Data Deduplication (Dedupe) Storage Software

Attention: The information presented on this page is out-of-date. In order to get the most actual info on StarWind products, please visit the following page.

The content here seems to be out-of-date. To get the latest info, please visit the following page

Effective Technology of Disk Space Saving

What is data deduplication?

Today IT industry offers new and highly effective techniques that allow to substantially save disk space, reduce storage requirements, and improve bandwidth efficiency. Deduplication is one of the recent achievements in this field that helps eliminating redundant data. Only unique data is stored on the disk thus guaranteeing much more efficient utilization of any storage.

In the process of deduplication the incoming data stream is split into blocks. Digital signature is created for each block to uniquely identify it, as well as signature index for the defined repository. Index provides the list of references in order to determine if a block already exists in repository. When deduplication algorithm finds an incoming data block that has been processed before (a duplicate), it does not store it again but creates a reference to it. References are generated every time a duplicate is found. If a block is unique, deduplication system writes it to disk.

Some deduplication techniques split each file into fixed length blocks; the others use variable length blocks. The smaller its size is, the more block matches will occur, resulting, however, in significant reduction of backup and recovery performance. That is why vendors do their best in order to determine the optimal block length for different data types, or use block with variable length.

Deduplication technology allows optimizing storage capacity and in some cases helps to reduce the storage requirements by 80-90%.

Deduplication has proved to be most effective when used in the backup systems - as a matter of fact every subsequent backup version differs from the previous one only slightly. This technology helps to remove duplicates leaving only one copy of the data to be stored, and substitutes the redundant data (duplicates) by the references to them.

StarWind Data Deduplication

The StarWind Software company offers its iSCSI SAN storage product with built-in Data Deduplication technology.

Deduplication process can be initiated on the target device (usually referred to as “post-process”), In-line, and on the client. Choice of deduplication technique depends on the organization infrastructure, its budget, and requirements of business processes.

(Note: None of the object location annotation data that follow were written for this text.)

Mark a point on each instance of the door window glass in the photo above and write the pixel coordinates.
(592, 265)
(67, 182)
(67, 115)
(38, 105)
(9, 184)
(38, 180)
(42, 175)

Post-process deduplication means that data is first stored to disk and then the analysis of duplicated blocks is performed. This technique requires more initial disk space than in-line solutions do. Since the target device is used for backups from many sources, post-process also offers additional advantage – data deduplication from all sources. This so called global deduplication provides substantial disk capacity savings.

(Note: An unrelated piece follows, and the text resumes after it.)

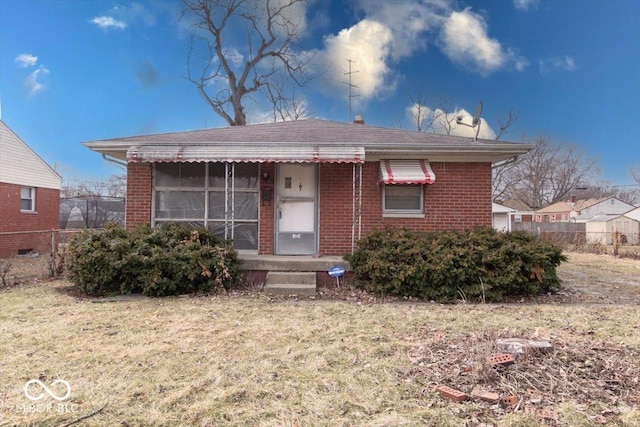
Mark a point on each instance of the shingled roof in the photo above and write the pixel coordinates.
(377, 142)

During the on client deduplication hash counting is initially performed on the client machine. Files with hash matching with those already stored in the system are not transferred. Instead, the target device creates reference to a duplicate that results in reduction of traffic. However, CPU resources and memory required for data analysis are taken from the business applications, thus reducing their performance during the backup process.

Deduplication implemented in the StarWind product is initiated in-line. This kind of Deduplication algorithm does not wait for the data to be written to disk. Data analysis, hash-counting and comparison with index take place during the data transfer from client to target. Deduplication process determines redundant blocks ‘on the fly’, and does not need time and storage to write them previously. In this case, only unique data blocks can be written to the storage disk, which allows to substantially reduce storage requirements. Another apparent benefit of StarWind in-line Data Deduplication is its high running speed, which permits to process data block rapidly and in an effective way.

* Read more about post-process and in-line deduplication

StarWind Data Deduplication algorithm uses blocks of variable length which can be determined depending on specific needs and requirements of an environment where it is used. StarWind variable block length Deduplication shows the highest rates when applied to sets of data, such as backups in backup-to-disk or virtual tape library environments.

This technology can also be effectively applied to virtual machines running on the same operating system. In this case it allows obtaining essential economy of the disk space. If several VMs’ images with the same OS are stored on a disk, you can achieve storage saving that is not to be compared with a case when deduplication is not used.

For multimedia files deduplication is not effective because they don’t contain repeated data.

* Read more about file-level, block-level and byte-level deduplication types

Data Deduplication

Finally, it should be mentioned that deduplication should not be applied to all types of data. Traditional backups to disks should be performed when the highest possible performance is required and if data does not need to be stored for a long time (for example, database journals).